Paolo Nuciforo, pesquisador no Instituto de Oncologia Vall d’Hebron, em Barcelona. VHIO
Estudo associa a presença de uma bactéria a tumores colorretais e suas metástases em humanos
MANUEL ANSEDE
EL PA[IS
Concentre-se em sua boca. Passe a língua entre seus dentes e a mucosa de suas bochechas. Nesses meandros vive a Fusobacterium nucleatum, uma bactéria comum na boca humana associada a infecções das gengivas. Somos, segundo uma velha brincadeira científica, mais microbianos do que humanos: no corpo de uma pessoa existem 39 trilhões de bactérias e somente 30 trilhões de células humanas. E a ciência está apenas começando a compreender esse complexo mundo microscópico.
A última descoberta pode ser importantíssima.
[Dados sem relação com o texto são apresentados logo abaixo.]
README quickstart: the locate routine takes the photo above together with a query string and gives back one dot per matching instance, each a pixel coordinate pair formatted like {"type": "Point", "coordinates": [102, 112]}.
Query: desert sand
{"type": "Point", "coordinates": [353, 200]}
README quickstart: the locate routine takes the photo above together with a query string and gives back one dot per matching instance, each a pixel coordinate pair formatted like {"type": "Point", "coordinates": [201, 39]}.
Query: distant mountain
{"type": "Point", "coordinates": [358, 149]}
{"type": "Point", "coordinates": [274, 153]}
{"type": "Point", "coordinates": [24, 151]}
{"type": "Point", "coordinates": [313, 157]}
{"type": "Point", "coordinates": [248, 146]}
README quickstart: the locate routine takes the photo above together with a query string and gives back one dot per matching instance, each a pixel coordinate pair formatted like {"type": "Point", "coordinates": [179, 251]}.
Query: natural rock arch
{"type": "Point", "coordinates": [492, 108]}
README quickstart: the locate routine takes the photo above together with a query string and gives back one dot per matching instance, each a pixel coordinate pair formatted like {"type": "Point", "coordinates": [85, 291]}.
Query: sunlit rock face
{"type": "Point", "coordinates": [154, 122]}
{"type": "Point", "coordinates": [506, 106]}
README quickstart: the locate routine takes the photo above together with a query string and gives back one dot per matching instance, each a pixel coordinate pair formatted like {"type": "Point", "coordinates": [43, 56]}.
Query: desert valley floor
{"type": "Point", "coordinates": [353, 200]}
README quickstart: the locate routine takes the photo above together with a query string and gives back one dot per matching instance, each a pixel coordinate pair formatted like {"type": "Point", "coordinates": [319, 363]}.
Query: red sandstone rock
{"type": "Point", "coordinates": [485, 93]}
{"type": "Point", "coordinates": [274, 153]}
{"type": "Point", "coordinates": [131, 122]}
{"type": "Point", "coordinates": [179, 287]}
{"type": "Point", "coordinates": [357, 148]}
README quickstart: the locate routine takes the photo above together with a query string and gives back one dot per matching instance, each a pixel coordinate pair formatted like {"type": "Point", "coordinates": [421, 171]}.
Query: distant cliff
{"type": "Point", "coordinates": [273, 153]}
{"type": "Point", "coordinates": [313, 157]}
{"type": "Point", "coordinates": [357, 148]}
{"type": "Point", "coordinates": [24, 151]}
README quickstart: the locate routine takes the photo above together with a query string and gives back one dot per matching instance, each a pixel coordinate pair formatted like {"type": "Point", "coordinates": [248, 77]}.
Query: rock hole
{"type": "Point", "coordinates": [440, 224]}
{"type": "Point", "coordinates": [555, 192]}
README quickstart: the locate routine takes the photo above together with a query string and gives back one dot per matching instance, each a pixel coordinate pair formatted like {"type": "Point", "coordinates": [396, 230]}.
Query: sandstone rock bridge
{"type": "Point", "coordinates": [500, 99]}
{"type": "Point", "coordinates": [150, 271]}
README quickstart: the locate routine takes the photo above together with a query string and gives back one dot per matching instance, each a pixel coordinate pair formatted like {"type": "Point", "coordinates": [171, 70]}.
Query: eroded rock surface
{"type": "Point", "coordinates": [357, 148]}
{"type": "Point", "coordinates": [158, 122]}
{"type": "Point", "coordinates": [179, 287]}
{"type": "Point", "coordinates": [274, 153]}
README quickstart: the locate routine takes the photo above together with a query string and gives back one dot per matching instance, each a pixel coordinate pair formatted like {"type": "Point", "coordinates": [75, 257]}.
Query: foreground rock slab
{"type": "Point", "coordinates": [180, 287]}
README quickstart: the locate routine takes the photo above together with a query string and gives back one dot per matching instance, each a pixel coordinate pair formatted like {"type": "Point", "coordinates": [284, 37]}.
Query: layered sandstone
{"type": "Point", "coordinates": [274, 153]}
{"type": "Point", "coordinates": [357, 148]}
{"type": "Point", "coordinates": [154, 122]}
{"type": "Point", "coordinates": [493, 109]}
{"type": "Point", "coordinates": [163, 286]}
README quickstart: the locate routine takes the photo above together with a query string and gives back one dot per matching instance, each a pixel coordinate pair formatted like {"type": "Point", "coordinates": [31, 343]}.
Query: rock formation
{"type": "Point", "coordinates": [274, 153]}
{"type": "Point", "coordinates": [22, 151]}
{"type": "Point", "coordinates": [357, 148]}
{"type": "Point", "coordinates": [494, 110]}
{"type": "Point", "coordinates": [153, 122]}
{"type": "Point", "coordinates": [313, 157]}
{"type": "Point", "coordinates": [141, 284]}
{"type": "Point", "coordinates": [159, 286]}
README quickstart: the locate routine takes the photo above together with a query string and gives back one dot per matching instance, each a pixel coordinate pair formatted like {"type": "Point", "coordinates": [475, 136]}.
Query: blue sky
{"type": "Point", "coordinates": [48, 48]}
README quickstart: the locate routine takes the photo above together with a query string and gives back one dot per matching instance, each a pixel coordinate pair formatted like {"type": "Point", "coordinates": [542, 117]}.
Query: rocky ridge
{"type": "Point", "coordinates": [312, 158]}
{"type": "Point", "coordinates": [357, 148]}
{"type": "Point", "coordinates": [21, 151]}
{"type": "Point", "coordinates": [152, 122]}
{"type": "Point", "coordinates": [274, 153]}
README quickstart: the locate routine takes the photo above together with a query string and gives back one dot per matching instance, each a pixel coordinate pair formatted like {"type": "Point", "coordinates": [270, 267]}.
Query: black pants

Há cinco anos a comunidade científica suspeita do cada vez mais evidente vínculo entre a Fusobacterium nucleatum e o câncer colorretal, responsável por 775.000 mortes por ano no mundo. A bactéria aparece habitualmente no ecossistema microbiano desses tumores no intestino grosso. E uma equipe internacional de cientistas acaba de descobrir que a bactéria também viaja com as células tumorais que provocam metástase no fígado.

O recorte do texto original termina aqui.